I corti capelli neri gli sbattevano contro la faccia, eppure, non se ne preoccupò.

Doveva allontanarsi da quella palestra, dalla scuola stessa.

Si disperò. Non esisteva un luogo sicuro. Era appena sceso nel gradino peggiore di ogni suo incubo, immerso in un acquario colmo di pesci pericolosi.

Sbatté i palmi sulla porta di uno dei bagni, arrancando in quel piccolo antro stretto, quasi claustrofobico.
Di solito, avrebbe prestato attenzione alle scritte impresse sulle mura luride, e allo sporco sul pavimento bagnato.
Non furono particolari degni di nota, non in quel momento.

Aveva il fiato corto. Si passò le dita tra i capelli gettando in terra la borsa, un paio di libri scivolarono fuori colpendo il muro.
Non sopportava nulla, neppure l'aria che gli entrava nei polmoni e usciva fuori sotto forma di singhiozzi strozzati.

Era finito.

«Perché?» mormorò basso, chinandosi su se stesso, tenendosi lo stomaco con le braccia.
Stava male, la nausea lo attanagliava come il peggiore dei colpi.
«Perché?» domandò ancora, pur sapendo che nessuno gli avrebbe fornito una risposta.

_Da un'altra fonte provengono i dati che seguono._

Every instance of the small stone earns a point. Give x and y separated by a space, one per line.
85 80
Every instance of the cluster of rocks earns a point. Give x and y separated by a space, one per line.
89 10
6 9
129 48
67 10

Il particolare più strano, è che non riusciva a piangere.
Non una lacrima solcò le sue guance pallide, non una sola di quelle gocce salate e disperate.
La campanella risuonò verso l'alto, un suono distorto e malinconico.
Si portò una mano alla bocca e ingoiò, ingoiò fino a quando il desiderio di vomitare si attenuò, almeno in parte.

E se non fosse andata poi così male? Se l'avessero lasciato in pace?
«Stupido, stupido, Aaron» disse piano, sedendosi sul water ingrigito.
Come poteva anche solo immaginarlo?
Era il ragazzo ricco sfoggiato come un trofeo dalla sua stessa gente, ora, attorniato da persone invidiose e meno fortunate.

Logico prendersela con lui.

Singhiozzò ancora, stavolta unendo anche i gemiti di dolore.
Non aveva trovato amici. Nessuno disposto a proteggerlo.
Fece un sorrisetto triste. Di certo, Aubrey non lo avrebbe più guardato in faccia.
Lui, più di tutti, aveva ragione di odiarlo per le sue menzogne.
Si coprì il volto con entrambe le mani, respirando attraverso gli spiragli delle dita.

Si sentì svuotato di ogni emozione.
E se avesse chiesto aiuto ad Adam? Aveva dimostrato gentilezza, e si era persino dispiaciuto per la sua situazione.
Scosse la testa. Non poteva mettere in mezzo un professore, e poi, Adam gli aveva chiaramente suggerito di cercare aiuto altrove.
Se avesse desiderato proteggerlo, lo avrebbe detto subito.

Un colpo sonoro proveniente dall'entrata lo fece sobbalzare, il cuore in gola.
Voci. Voci di ragazzi.
Smise di respirare, sollevò persino i piedi e li poggiò sul bordo del water, togliendoli dalla vista di quegli sconosciuti.
Risate, chiacchiere.
Premette le dita tremanti sulle sue labbra, fissando con orrore la fessura della porta.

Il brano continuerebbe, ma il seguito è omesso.